Strangles on VBR are the cheaper cousin of the straddle - traders use them when they want a large directional move but are willing to give up the inner-strike sensitivity in exchange for a lower up-front debit on the VBR chain.

VBR thesis for this strangle

The market-implied 1-standard-deviation range for VBR extends from approximately $215.17 on the downside to $239.97 on the upside. A VBR long strangle is the OTM cousin of the straddle: lower up-front cost but the underlying has to travel further past either OTM strike before the position turns profitable at expiration. Current VBR IV rank near 32.14% is mid-range against its 1-year distribution, so the IV signal is neutral; the strangle thesis on VBR should anchor more to the directional view and the expected-move geometry. As a Financial Services name, VBR options can move on sector-level news flow (peer earnings, regulatory updates, industry-specific macro data) in addition to VBR-specific events.

VBR strangle positions are structurally neutral / high-volatility (long premium, OTM); the modeled P&L assumes European-style exercise at expiration and ignores early assignment, transaction costs, dividends paid before expiry on the stock leg (when present), and the bid-ask spread on the listed chain. VBR positions also carry Financial Services sector concentration risk; news flow inside the sector (peer earnings, regulatory shifts, supply-chain headlines) can move VBR alongside the broader basket even when VBR-specific fundamentals are unchanged. Always rebuild the position from current VBR chain quotes before placing a trade.

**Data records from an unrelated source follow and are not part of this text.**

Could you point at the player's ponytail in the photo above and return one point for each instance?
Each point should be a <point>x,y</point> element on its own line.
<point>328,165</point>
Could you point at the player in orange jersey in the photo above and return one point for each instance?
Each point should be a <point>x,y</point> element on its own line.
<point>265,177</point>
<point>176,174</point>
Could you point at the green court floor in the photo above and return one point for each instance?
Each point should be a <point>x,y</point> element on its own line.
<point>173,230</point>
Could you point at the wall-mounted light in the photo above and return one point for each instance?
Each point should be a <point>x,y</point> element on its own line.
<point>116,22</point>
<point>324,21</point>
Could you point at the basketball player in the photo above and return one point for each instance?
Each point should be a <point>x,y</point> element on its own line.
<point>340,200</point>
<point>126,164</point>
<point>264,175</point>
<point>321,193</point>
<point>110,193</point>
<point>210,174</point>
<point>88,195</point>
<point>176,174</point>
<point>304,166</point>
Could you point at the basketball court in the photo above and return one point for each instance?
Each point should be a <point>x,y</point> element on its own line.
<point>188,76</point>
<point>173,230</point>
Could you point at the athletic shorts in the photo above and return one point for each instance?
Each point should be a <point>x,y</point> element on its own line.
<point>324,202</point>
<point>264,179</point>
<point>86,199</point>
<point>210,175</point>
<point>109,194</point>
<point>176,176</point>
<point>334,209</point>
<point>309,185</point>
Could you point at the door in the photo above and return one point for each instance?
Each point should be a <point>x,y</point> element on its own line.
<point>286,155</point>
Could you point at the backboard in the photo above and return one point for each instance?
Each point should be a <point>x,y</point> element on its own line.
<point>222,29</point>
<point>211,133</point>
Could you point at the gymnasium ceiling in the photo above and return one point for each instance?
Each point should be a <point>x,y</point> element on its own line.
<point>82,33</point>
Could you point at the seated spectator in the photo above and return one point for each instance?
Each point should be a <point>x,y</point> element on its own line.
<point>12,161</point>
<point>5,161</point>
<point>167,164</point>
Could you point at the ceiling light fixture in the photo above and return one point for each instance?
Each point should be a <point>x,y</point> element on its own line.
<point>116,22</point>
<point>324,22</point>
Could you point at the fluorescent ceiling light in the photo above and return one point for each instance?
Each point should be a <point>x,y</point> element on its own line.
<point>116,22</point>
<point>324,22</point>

Frequently asked questions

What is a strangle on VBR?
A strangle on VBR is the strangle strategy applied to VBR (etf). The strategy is structurally neutral / high-volatility (long premium, OTM): A long strangle buys an OTM call and an OTM put at offset strikes, cheaper than a straddle but requiring a larger underlying move to profit since both wings start out-of-the-money. With VBR etf trading near $227.57, the strikes shown on this page are snapped to the nearest listed VBR chain strike and the premiums come straight from the end-of-day bid/ask midpoint.
How are VBR strangle max profit and max loss calculated?
Upside max profit is unbounded; downside max profit is bounded at the put strike minus the combined debit (reached at zero). Max loss equals the combined debit times 100 (reached anywhere between the two OTM strikes). Two breakevens at call-strike plus debit and put-strike minus debit. For the VBR strangle priced from the end-of-day chain at a 30-day expiry (ATM IV 19.00%), the computed maximum profit is unbounded per contract and the computed maximum loss is -$332.50 per contract. Live intraday quotes will differ as the chain moves through the trading session.
What is the breakeven for a VBR strangle?
The breakeven for the VBR strangle priced on this page is roughly $211.68 and $243.33 at expiration, derived from end-of-day chain premiums. Breakeven is the underlying price at which the strategy's P&L crosses zero ignoring transaction costs and assignment risk. The current VBR market-implied 1-standard-deviation expected move is approximately 5.45%; if the move sits well outside the breakeven distance, the structure's risk-reward becomes correspondingly tighter.
When should you consider a strangle on VBR?
Strangles on VBR are the cheaper cousin of the straddle - traders use them when they want a large directional move but are willing to give up the inner-strike sensitivity in exchange for a lower up-front debit on the VBR chain.
How does current VBR implied volatility affect this strangle?
VBR ATM IV is at 19.00% with IV rank near 32.14%, which is mid-range against its 1-year history. Strategy selection depends more on directional thesis and expected move than on a strong IV signal.